According to Helene Charron, Baillargeon's work contributed significantly to the legitimization of gender as a lens of social history in Quebec and Canadian historian circles. Her publications and professional contributions garnered her many accolades and awards from her peers, including a Clio Prize from the Canadian Historical Association, the Lionel-Groulx Prize from the Institut d'histoire de l'Amerique francaise and the Jean-Charles-Falardeau Prize from the Canadian Federation for the Humanities and Social Sciences.

In 2012, she published Brève histoire des femmes au Québec, an updated companion work to the previous work of the Clio Collective (made up of Micheline Dumont, Marie Lavigne, Michele Stanton and Jennifer Stoddart), The History of Women in Quebec for Four Centuries. Her 2019 book Repenser La Nation: l'histoire du suffrage feminin au Quebec, (translated by Käthe Roth in the same year as To Be Equals in Our Own Country : Women and the Vote in Quebec), provides a survey of the history of women's suffrage from Lower Canada to the late twentieth century.

In a collaborative project with Josette Brun and Estelle Lebel of Laval University, Baillargeon analyzed the feminist discourse within the television program Femme d'aujourd'hui (1965-1982) broadcast by Radio-Canada, particularly how the show approached salaried work by women.

== Select publications ==

- Baillargeon, Denyse (1991). "Ménagères au temps de la crise" and Baillargeon, Denyse (1991). "Ménagères au temps de la crise"
  - English translation by Yvonne Klein, Making Do.
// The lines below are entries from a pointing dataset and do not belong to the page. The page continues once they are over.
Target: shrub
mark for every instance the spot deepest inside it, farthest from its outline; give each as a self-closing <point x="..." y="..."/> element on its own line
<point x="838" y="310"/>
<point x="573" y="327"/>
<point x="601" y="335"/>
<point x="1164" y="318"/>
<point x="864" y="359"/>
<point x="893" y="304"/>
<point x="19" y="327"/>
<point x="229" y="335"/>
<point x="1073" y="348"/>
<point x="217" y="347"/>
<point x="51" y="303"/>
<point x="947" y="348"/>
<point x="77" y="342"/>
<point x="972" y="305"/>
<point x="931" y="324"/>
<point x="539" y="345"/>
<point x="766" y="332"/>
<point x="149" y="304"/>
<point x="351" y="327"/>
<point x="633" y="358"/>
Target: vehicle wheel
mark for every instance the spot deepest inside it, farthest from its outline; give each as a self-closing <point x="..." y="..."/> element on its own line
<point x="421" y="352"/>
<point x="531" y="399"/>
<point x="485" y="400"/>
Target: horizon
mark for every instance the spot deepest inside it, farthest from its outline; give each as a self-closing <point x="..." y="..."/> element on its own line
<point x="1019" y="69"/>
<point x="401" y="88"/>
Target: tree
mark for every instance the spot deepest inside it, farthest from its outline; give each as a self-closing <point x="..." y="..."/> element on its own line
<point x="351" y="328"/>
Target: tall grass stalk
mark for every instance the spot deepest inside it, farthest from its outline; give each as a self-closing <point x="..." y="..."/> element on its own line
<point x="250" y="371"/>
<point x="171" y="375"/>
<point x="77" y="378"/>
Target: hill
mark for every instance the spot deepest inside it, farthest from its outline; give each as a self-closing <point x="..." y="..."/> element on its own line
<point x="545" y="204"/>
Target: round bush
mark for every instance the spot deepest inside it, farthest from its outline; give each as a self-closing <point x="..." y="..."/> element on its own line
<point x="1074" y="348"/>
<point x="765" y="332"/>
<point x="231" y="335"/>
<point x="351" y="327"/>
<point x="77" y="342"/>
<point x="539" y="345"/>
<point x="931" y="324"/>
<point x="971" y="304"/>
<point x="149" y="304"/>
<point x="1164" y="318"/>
Women, Family and Home in Montreal During the Great Depression, Waterloo, Wilfrid Laurier University Press, 1999.
- Baillargeon, Denyse (2004). "Un Québec en mal d'enfants : la médicalisation de la maternité, 1910-1970"
  - English translation by W. Donald Wilson, Babies for the Nation. The Medicalization of Maternity in Quebec, 1910-1970, Waterloo, Wilfrid Laurier University Press, 2009.
- Baillargeon, Denyse. Naître, vivre, grandir. Sainte-Justine, 1907-2007, Montréal, Éditions du Boréal, 2007 (ISBN 978-2-76460-520-2)
- Baillargeon, Denyse (2012). "Brève histoire des femmes au Québec"
  - Baillargeon, Denyse (2014). "A brief history of women in Quebec"
- Baillargeon, Denyse (2019). "Repenser la nation: L'histoire du suffrage féminin au Québec."
  - Baillargeon, Denyse (2019). "To be equals in our own country : women and the vote in Quebec"

== Awards ==

- 2020. Political Book Prize. L'Assemblé Nationale de Quebec for Repenser la nation: l'histoire du suffrage féminin au Québec.
- 2019. Hilda-Neatby Prize with Josette Brun and Estelle Lebel for article "xxx" Feminist Research
- 2005-2006. Jean-Charles-Falardeau Prize. Canadian Federation for the Humanities and Social Sciences. For Un Québec en mal d’enfants: la médicalisation de la maternité, 1910-1970.
- 2005 Clio Prize - Quebec. Canadian Historical Association. For Un Québec en mal d’enfants: la médicalisation de la maternité, 1910-1970.
- 2005. Lionel-Groulx Prize, Institute d'histoire de l'Amérique française. For Un Québec en mal d’enfants: la médicalisation de la maternité, 1910-1970
- 1998. Hilda-Neatby Prize. Canadian Historical Association. For article "Fréquenter les gouttes de lait. L'expérience des mères montréalaises, 1910-1965", Revue d'histoire de l'Amérique française.
- 1997. Guy-Fregault Prize For article "Fréquenter les gouttes de lait. L'expérience des mères montréalaises, 1910-1965", Revue d'histoire de l'Amérique française.